The company sold 12.5 million shares with each share set at $14. Gains in stock reached $9.23 and closed at $23.23, which gave the company a market value that reaches up to $2.7 billion.

The numbers had the Box executives celebrating at the New York Stock Exchange. Venture capitalists and tech entrepreneurs also shared in the excitement and may have begun rethinking their own valuations and plans for IPOs.

"I've had two board members call me this morning, all excited," said Vineet Jain, chief executive of Egnyte Inc., a competing online storage providing firm. "It suddenly makes this category very exciting and puts a big spotlight on it."

Box has General Electric as one of its customers. However, the company is also situated in the competitive market for cloud storage, a field where other major players such as Microsoft, Google and Dropbox have already established their presence.

Although one day of trading is not yet enough to prove anything, the favorable response to what Box is selling can't be easily ignored. Some tech experts who were watching the IPO said that one of the things to watch out for in Box is the company's role in creating a new collaboration-centered type of enterprise.

Box CEO Aaron Levie claimed that the company is one of the first software companies based on the "consumerization model" to have gone public.
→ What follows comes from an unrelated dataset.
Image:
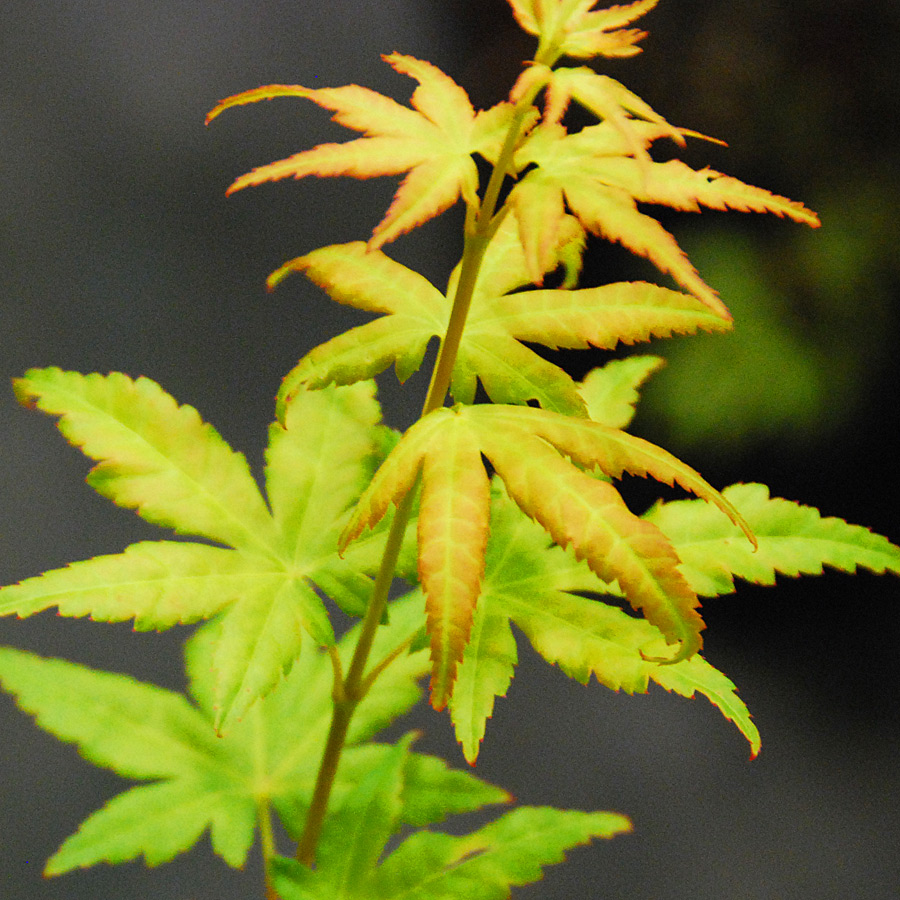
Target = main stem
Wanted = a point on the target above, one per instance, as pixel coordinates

The user experience and products it offers are more geared toward satisfying the wants of an individual even after the software is sold to the centralized IT system of the company.

"While we are part of this next generation of cloud companies defining the enterprise IT stack, we do focus on making sure we have incredibly easy end user functionality," said Levie. "I think of our business right now as still in Phase One."
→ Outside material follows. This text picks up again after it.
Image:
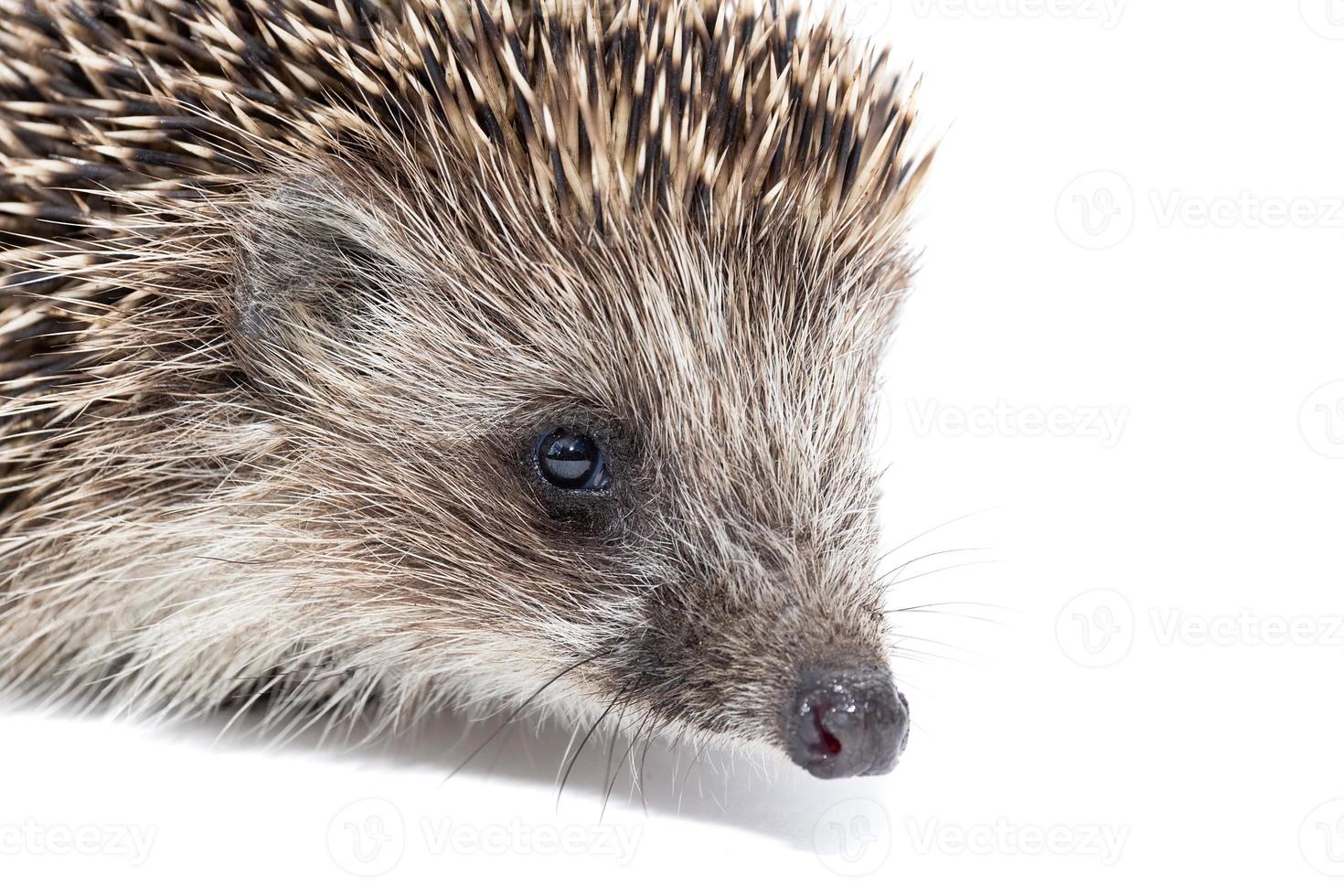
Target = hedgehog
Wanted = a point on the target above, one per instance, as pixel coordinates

Box has already outlined its plans for this phase. These include deploying big companies and storing their data securely, saving money and itself making more money, pushing for the company's migration to health care, and continuing to focus on machine learning as a form of investment.

"This is an important milestone, we can't possibly diminish this at all," said Levie. "But we are focusing on a long-lasting company, and we have a big vision of where we want to go. So it's a signpost we're passing through."